USA.GOV – For answers to other questions, find a complete list of government agency resources related to COVID-19, including Health and Human Service updates and a link to the Federal Trade Commission’s website tracking scams related to the virus.
Wisconsin.gov – Has a website with resources and updates related to COVID-19, along with links to State agencies.
Advance Directive for Health Decisions – this is also known as a Healthcare Directive and tells doctors and family about what medical treatment you want if you are so sick you cannot make decisions anymore. A Durable Power of Attorney for Healthcare, also known as a Healthcare Proxy, appoints a person to make health care decisions for you. Unlike many states, Wisconsin is not a “next of kin” or “family consent” state for adults. That means Wisconsin law does not let family members make decisions for incapacitated adult family members. As a general rule, spouses cannot make decisions for spouses, parents cannot make decisions for adult children, adult children cannot makes decisions for parents, with some exceptions for hospice and emergency care. Notarized signatures are not required on these forms, but you do need two witnesses when signing. Both forms are easy to fill out and can be downloaded from the Wisconsin Department of Health Services website.
Federal Deposit Insurance Corporation – Visit the FDIC’s COVID-19 website with information for both consumers and bankers. If you have trouble reaching your bank, are looking for a bank to use, or have concerns about accessing your funds due to your bank’s reduced hours or ATM access, see the FDIC’s frequently asked question fact sheet with contact information surrounding your concerns.
The Eldercare Locator website is a public service of the U.S. Administration on Aging and connects older adults and their families to services. If you know an older adult who could use help with supportive home resources, such as shopping, visit the Eldercare Locator. You can also call them at 1-800-677-1116.
Child Care Resources – Healthcare workers and essential employees are now able to submit a request for care through the department’s updated Child Care Finder. Workers can also proactively view up-to-date availability across the state using the department’s new child care map.
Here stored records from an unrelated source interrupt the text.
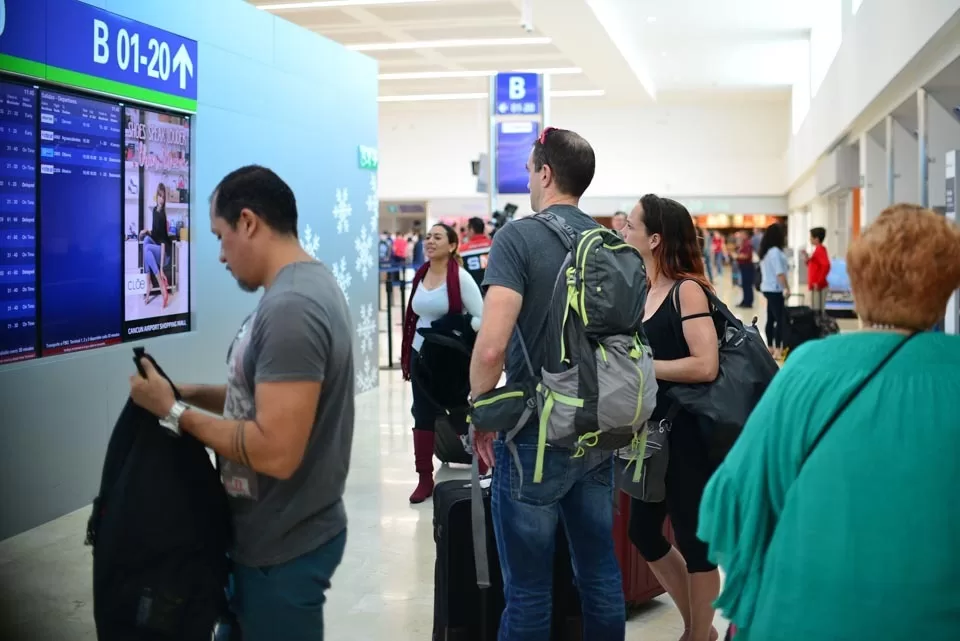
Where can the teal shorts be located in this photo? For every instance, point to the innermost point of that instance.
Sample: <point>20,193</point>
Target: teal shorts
<point>286,601</point>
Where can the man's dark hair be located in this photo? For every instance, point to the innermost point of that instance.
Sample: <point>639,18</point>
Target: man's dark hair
<point>261,191</point>
<point>476,225</point>
<point>570,157</point>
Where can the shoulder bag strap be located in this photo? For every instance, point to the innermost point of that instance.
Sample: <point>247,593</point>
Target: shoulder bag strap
<point>558,226</point>
<point>856,392</point>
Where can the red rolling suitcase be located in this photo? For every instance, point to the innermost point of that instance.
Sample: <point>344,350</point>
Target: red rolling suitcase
<point>639,583</point>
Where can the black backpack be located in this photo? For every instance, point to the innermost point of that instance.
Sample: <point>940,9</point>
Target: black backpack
<point>723,406</point>
<point>160,532</point>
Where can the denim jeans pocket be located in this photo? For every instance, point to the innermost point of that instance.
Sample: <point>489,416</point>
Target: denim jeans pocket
<point>557,469</point>
<point>603,473</point>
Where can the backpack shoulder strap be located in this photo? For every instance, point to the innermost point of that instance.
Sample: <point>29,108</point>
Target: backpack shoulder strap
<point>559,226</point>
<point>850,398</point>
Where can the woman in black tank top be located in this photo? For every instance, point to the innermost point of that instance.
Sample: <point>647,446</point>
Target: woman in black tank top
<point>681,332</point>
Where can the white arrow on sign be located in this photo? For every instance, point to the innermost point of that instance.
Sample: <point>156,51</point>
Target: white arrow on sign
<point>183,62</point>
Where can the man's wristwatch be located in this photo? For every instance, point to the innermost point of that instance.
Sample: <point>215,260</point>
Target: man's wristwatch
<point>172,420</point>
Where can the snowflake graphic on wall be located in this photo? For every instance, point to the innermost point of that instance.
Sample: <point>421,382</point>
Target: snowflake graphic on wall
<point>310,242</point>
<point>373,205</point>
<point>342,211</point>
<point>366,377</point>
<point>344,278</point>
<point>366,328</point>
<point>364,246</point>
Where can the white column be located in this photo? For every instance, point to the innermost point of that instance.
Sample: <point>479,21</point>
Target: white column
<point>923,165</point>
<point>545,83</point>
<point>891,170</point>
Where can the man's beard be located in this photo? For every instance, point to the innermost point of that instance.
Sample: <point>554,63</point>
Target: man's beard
<point>246,287</point>
<point>241,284</point>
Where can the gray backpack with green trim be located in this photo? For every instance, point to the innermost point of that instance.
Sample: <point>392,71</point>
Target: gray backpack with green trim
<point>597,387</point>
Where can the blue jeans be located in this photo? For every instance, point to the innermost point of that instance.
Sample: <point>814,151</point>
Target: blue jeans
<point>579,492</point>
<point>286,601</point>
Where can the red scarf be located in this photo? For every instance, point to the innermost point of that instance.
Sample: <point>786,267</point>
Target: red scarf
<point>410,319</point>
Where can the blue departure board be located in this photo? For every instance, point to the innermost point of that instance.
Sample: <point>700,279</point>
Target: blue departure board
<point>81,296</point>
<point>18,226</point>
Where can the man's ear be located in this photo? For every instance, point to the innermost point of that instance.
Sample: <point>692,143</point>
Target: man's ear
<point>248,222</point>
<point>547,179</point>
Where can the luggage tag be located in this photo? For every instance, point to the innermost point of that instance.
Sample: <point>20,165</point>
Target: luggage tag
<point>239,481</point>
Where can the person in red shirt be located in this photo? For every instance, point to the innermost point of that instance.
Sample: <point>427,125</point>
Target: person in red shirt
<point>748,272</point>
<point>818,266</point>
<point>477,237</point>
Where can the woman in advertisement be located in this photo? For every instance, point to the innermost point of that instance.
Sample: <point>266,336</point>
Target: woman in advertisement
<point>158,245</point>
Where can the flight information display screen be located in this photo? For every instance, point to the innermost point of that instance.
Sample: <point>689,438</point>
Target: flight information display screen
<point>94,221</point>
<point>18,223</point>
<point>81,218</point>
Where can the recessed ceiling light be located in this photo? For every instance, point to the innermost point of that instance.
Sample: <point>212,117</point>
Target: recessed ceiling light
<point>578,93</point>
<point>485,73</point>
<point>331,4</point>
<point>434,97</point>
<point>450,44</point>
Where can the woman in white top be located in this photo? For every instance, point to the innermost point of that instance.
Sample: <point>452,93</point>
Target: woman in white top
<point>440,287</point>
<point>773,283</point>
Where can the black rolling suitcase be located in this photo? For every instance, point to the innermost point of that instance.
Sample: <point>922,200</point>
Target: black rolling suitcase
<point>464,612</point>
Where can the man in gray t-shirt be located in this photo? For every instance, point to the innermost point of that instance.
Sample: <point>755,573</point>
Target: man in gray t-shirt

More information for providers, essential workers and families can be found on the DCF COVID-19 Child Care webpage.
Financial Resiliency Center – The National Disability Institute offers resources and assistance to help those with disabilities and chronic health conditions cope with the COVID-19 pandemic.
Investing: Surviving a Volatile Stock Market – This University of Minnesota fact sheet suggests steps to consider if you have retirement or other investments in the stock market. The most important step is to not panic or make quick decisions.
Provide financial education to kids who are home from school – Click on this link to access Next Gen Personal Finance, where you’ll find lessons for all grade levels on topics like saving, budgeting, managing credit, and dealing with financial pitfalls.
Online security tips for working from home – Some US workers and many school children may be telecommuting — working from home — due to the pandemic. The Federal Trade Commission shares helpful cybersecurity tips and links for individuals and small businesses on their recent blog post.
UW-Madison Prevention Research Center – If you are currently pregnant or a new parent, you may be concerned about the COVID-19 pandemic and how it affects you and your family. Read about the current recommendations related to the virus and pregnancy, breastfeeding, and postpartum.